Indirect nasopharyngeal endoscopy is a simple, fast and effective routine examination method. Patients do not need to make special preparations, and the examination is painless and non-invasive. During the examination, the doctor wears a forehead mirror, holds a tongue depressor in his left hand, presses down the front 2/3 of the tongue, expands the distance between the pharyngeal arch and the tongue root, and holds a small round mirror with a diameter of 1.5 cm in his right hand. After slightly warming it on an alcohol lamp, he inserts it into the oropharynx and observes the nasopharynx with the help of light reflection. The mirror rotates in different directions to observe the conditions of various parts of the nasopharynx. If the patient's pharyngeal reflex is sensitive, the doctor will spray the pharynx with 1% to 2% of cacao 1 to 3 times for mucosal surface anesthesia before examination.

Electronic endoscopy

Currently, long fiberoptic soft mirrors are mostly used in clinical practice. They are passed through the nasal cavity or oral cavity to penetrate deep behind enemy lines, and can be used for close observation and photography. Patients generally do not need to make special preparations before the examination.

EBV-related tests

Currently, the methods used to test the antibodies and free DNA of EB virus in the blood include IgA/VCA, IgA/EA and other tests, which can indirectly infer the possibility of tumor presence in the body. The method is simple and can be used in grassroots units. It is now mostly used to screen some high-risk groups. The latter is the direct quantitative detection of plasma free EB virus DNA with the development of quantitative PCR technology. It is reported that the fluorescence quantitative PCR method has good accuracy in diagnosing nasopharyngeal carcinoma (sensitivity and specificity can reach 90%). In addition, this indicator can more sensitively reflect the tumor burden in the body and can warn of tumor recurrence or distant metastasis to a certain extent.
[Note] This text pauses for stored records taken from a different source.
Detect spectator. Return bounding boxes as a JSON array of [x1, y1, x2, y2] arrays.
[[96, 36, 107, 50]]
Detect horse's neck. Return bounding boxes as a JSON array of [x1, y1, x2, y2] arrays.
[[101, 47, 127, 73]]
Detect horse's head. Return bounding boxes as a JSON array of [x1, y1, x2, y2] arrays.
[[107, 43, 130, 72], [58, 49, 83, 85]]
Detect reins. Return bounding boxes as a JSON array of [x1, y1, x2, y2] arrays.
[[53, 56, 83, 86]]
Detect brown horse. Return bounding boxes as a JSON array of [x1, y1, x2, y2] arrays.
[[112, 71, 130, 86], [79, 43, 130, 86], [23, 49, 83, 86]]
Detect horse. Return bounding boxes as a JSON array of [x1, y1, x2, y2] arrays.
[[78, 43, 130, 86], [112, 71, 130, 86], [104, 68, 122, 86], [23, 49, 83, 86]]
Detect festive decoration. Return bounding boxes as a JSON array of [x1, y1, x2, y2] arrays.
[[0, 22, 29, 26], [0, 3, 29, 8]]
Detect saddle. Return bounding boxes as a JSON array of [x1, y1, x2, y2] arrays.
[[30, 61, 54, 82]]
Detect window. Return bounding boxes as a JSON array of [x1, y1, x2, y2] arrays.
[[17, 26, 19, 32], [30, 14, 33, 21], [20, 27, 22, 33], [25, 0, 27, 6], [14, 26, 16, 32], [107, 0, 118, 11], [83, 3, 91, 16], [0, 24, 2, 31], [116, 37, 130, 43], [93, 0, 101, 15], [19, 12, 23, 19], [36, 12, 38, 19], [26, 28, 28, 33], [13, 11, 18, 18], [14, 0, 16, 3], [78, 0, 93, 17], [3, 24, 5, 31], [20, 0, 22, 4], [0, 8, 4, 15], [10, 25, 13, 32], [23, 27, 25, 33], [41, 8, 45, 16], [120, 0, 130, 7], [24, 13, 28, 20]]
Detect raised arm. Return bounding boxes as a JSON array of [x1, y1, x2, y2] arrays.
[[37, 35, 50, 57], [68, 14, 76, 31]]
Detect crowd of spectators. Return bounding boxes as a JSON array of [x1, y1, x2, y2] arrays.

It should be emphasized that the results of EB virus serology alone cannot determine whether it is nasopharyngeal carcinoma. It must be combined with other clinical examinations. If there are abnormal lesions in the nasopharynx, a nasopharyngeal biopsy should be performed. If there are no abnormalities in the nasopharynx and no enlarged lymph nodes in the neck, dynamic monitoring can be carried out through regular examinations.

Pathological diagnosis

For patients who cannot be diagnosed clearly but are suspected of nasopharyngeal cancer, a pathological examination is usually required. A small piece of cancerous tissue is bitten with biopsy forceps and sent to the pathology department for examination. The pathologist observes whether there are cancer cells under a microscope and classifies them according to some characteristics of the cancer cells. The pathology results can usually be obtained within 2 to 3 days.